As expected, the accuracy from the model using the test dataset is slightly lower than using the training dataset. This is probably because of the overfiting in the trainning model.
# Model's accuracy - Training dataset Vs using the Test dataset.
CM_Train <- table(ActualValue=ModelTrain$result, PredictedValue=Pred_Train > 0.5)
AC_Train <- sum(diag(CM_Train)/sum(CM_Train))
Accuracy.in.train | Accuracy.in.test | |
---|---|---|
Accuracy | 0.9269006 | 0.9222874 |
We can draw a graph that shows the predicted probablilities for a team to win a game, along with their actual win result status. Most of the teams that won the game (turquoise), are predicted to have a high probability of winning. And most of the teams that lost the game (salmon), are predicted to have a low winning probability.

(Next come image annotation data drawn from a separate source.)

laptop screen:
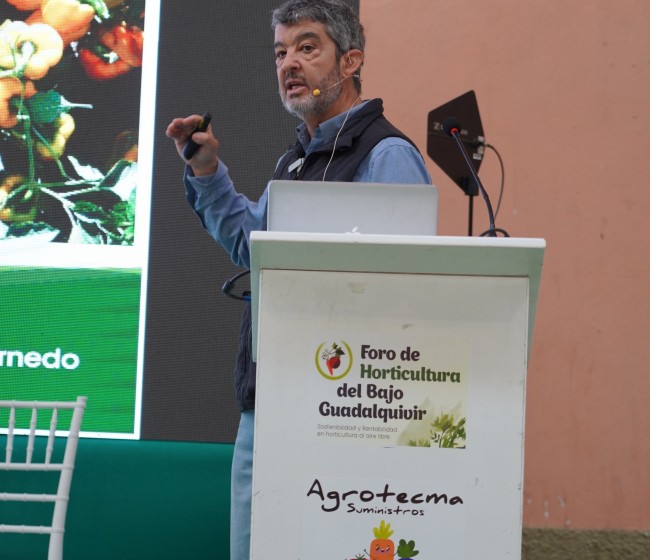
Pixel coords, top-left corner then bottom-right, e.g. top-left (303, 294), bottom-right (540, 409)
top-left (267, 180), bottom-right (438, 235)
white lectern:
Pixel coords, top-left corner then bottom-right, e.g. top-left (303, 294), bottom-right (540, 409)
top-left (251, 232), bottom-right (545, 560)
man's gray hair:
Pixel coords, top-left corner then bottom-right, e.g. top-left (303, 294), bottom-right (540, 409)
top-left (271, 0), bottom-right (366, 59)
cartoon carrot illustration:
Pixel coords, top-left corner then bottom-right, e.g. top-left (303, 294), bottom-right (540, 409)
top-left (368, 519), bottom-right (395, 560)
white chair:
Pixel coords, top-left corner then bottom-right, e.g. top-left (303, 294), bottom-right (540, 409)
top-left (0, 397), bottom-right (86, 560)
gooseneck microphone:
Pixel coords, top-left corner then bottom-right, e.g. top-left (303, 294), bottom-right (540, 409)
top-left (442, 116), bottom-right (510, 237)
top-left (311, 74), bottom-right (360, 97)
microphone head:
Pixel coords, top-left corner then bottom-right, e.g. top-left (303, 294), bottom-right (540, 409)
top-left (442, 116), bottom-right (461, 136)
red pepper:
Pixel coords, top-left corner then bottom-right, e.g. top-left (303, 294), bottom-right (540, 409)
top-left (101, 25), bottom-right (144, 68)
top-left (79, 49), bottom-right (131, 80)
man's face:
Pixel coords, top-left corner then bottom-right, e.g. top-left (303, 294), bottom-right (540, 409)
top-left (275, 21), bottom-right (343, 120)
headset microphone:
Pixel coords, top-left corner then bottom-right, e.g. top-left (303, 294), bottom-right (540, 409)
top-left (311, 74), bottom-right (360, 97)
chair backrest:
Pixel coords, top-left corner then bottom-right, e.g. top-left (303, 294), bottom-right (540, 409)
top-left (0, 397), bottom-right (86, 560)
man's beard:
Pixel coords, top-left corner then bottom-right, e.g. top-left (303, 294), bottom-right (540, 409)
top-left (280, 68), bottom-right (343, 120)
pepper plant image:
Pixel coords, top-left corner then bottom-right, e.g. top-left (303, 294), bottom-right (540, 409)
top-left (0, 0), bottom-right (145, 246)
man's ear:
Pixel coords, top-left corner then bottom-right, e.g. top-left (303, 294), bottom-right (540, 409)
top-left (341, 49), bottom-right (363, 76)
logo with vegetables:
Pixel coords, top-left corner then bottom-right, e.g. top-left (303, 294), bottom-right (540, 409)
top-left (350, 519), bottom-right (420, 560)
top-left (315, 341), bottom-right (352, 380)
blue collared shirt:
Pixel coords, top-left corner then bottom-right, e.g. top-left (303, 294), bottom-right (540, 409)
top-left (184, 100), bottom-right (431, 268)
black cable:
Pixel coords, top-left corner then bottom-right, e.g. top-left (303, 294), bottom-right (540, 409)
top-left (221, 270), bottom-right (251, 301)
top-left (484, 142), bottom-right (506, 219)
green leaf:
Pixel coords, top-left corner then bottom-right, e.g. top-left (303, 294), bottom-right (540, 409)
top-left (81, 0), bottom-right (110, 19)
top-left (25, 89), bottom-right (64, 124)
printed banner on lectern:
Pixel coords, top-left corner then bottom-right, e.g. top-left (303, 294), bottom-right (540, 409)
top-left (251, 270), bottom-right (528, 560)
top-left (312, 338), bottom-right (468, 449)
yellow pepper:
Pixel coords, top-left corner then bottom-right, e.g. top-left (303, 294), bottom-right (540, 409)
top-left (0, 78), bottom-right (36, 128)
top-left (0, 20), bottom-right (63, 80)
top-left (41, 0), bottom-right (101, 42)
top-left (7, 0), bottom-right (41, 12)
top-left (36, 113), bottom-right (75, 160)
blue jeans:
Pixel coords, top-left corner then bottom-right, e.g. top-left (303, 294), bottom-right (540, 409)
top-left (230, 410), bottom-right (255, 560)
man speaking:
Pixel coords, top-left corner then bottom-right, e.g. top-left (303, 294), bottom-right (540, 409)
top-left (167, 0), bottom-right (431, 560)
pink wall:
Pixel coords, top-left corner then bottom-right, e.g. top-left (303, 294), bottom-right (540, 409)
top-left (361, 0), bottom-right (650, 530)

This means that the logistic regression has done a pretty good job. However, we could use cross-validation to get a better idea of how well it might perform with new data.
With this technique we can evaluate the results of this statistical analysis when the data set has been segmented into a training sample and a test sample, the cross-validation checks whether the results of the analysis are independent of the partition. I.e. validating how well our model would perform with new data.
# Cross Validation Control
fitControl <- trainControl(method = "cv", number = 10, savePredictions = TRUE)
# Model Fit
logistic_CV <- train(result ~ side + elementalsd + elderd + barond + gspd + wardratio, data=ModelTrain,
method="glm", family="binomial", trControl = fitControl)
# Testing Model Fit with the Test Dataset
Pred_Test_CV = predict(logistic_CV, ModelTest, type="prob")[,2]
# Creating Confusion Matrix of logistic_CV
Model.test.observed <- as.factor(ifelse(ModelTest$result == "Victory", 1, 0))
Model.test.predt <- function(k) ifelse(Pred_Test_CV > k, 1,0)
CM_Test_CV <- confusionMatrix(as.factor(Model.test.predt(0.5)),Model.test.observed)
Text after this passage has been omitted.